On 1/14/26 7:32 AM, LIU Yulong wrote:
> Our running ovs-vswitchd was cored with stack [1]. It shows a
> concurrent race condition.
>
> When the revalidator thread is performing rule revalidation/translation,
> another thread has already deleted the rule tag and reduced the reference
> count to 0. Using ofproto_rule_ref() at this point will trigger an assertion,
> as it assumes the object is still alive (refcount > 0).
>
> Replace the mandatory reference to the rule in xlate_table_action()
> with a non-fatal try-ref: ofproto_rule_try_ref().

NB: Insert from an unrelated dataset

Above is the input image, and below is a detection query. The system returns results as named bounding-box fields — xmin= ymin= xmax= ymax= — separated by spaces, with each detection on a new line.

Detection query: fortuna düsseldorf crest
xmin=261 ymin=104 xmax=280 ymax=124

> If the reference fails (the rule is being/has been released),
> treat it as a table miss path, avoiding referencing "dead" rules
> and causing assertion errors.
>
> [1] call stack:
> *0 raise () from /lib64/libc.so.6
> *1 abort () from /lib64/libc.so.6
> *2 ovs_abort_valist () at lib/util.c:499
> *3 vlog_abort_valist () at lib/vlog.c:1249
> *4 vlog_abort () at lib/vlog.c:1263
> *5 ovs_assert_failure () at lib/util.c:86
> *6 ovs_refcount_ref () at lib/ovs-atomic.h:547
> *7 ovs_refcount_ref () at ofproto/ofproto.c:3010
> *8 ofproto_rule_ref () at ofproto/ofproto.c:3012
> *9 xlate_table_action () at ofproto/ofproto-dpif-xlate.c:4506
> *10 do_xlate_actions () at ofproto/ofproto-dpif-xlate.c:7183
> *11 xlate_recursively () at ofproto/ofproto-dpif-xlate.c:4382
> *12 xlate_table_action () at ofproto/ofproto-dpif-xlate.c:4511
> *13 do_xlate_actions () at ofproto/ofproto-dpif-xlate.c:7183
> *14 clone_xlate_actions () at ofproto/ofproto-dpif-xlate.c:5809
> *15 xlate_recursively () at ofproto/ofproto-dpif-xlate.c:4382
> *16 xlate_table_action () at ofproto/ofproto-dpif-xlate.c:4511
> *17 patch_port_output () at ofproto/ofproto-dpif-xlate.c:3889
> *18 compose_output_action__ () at ofproto/ofproto-dpif-xlate.c:4204
> *19 compose_output_action () at ofproto/ofproto-dpif-xlate.c:4359
> *20 xlate_output_action () at ofproto/ofproto-dpif-xlate.c:5304
> *21 do_xlate_actions () at ofproto/ofproto-dpif-xlate.c:7033
> *22 xlate_actions () at ofproto/ofproto-dpif-xlate.c:8001
> *23 xlate_key () at ofproto/ofproto-dpif-upcall.c:2321
> *24 xlate_ukey () at ofproto/ofproto-dpif-upcall.c:2336
> *25 revalidate_ukey__ () at ofproto/ofproto-dpif-upcall.c:2382
> *26 revalidate_ukey () at ofproto/ofproto-dpif-upcall.c:2491
> *27 revalidate () at ofproto/ofproto-dpif-upcall.c:2945
> *28 udpif_revalidator () at ofproto/ofproto-dpif-upcall.c:1089
> *29 ovsthread_wrapper () at lib/ovs-thread.c:422
> *30 start_thread () from /lib64/libpthread.so.0
> *31 clone () from /lib64/libc.so.6
>
> Signed-off-by: LIU Yulong <[email protected]>
> ---
> V4:
> - Address ci and clang-analyze failure
> V3:
> - Addressed Addressed Ilya's and Adrián's comments:
> - release the reference unconditionally
> - Addressed Adrián's comments:
> - make code consistent in xlate_actions()
> V2:
> - Addressed Eelco's comments:
> - release the reference after ofproto_rule_try_ref()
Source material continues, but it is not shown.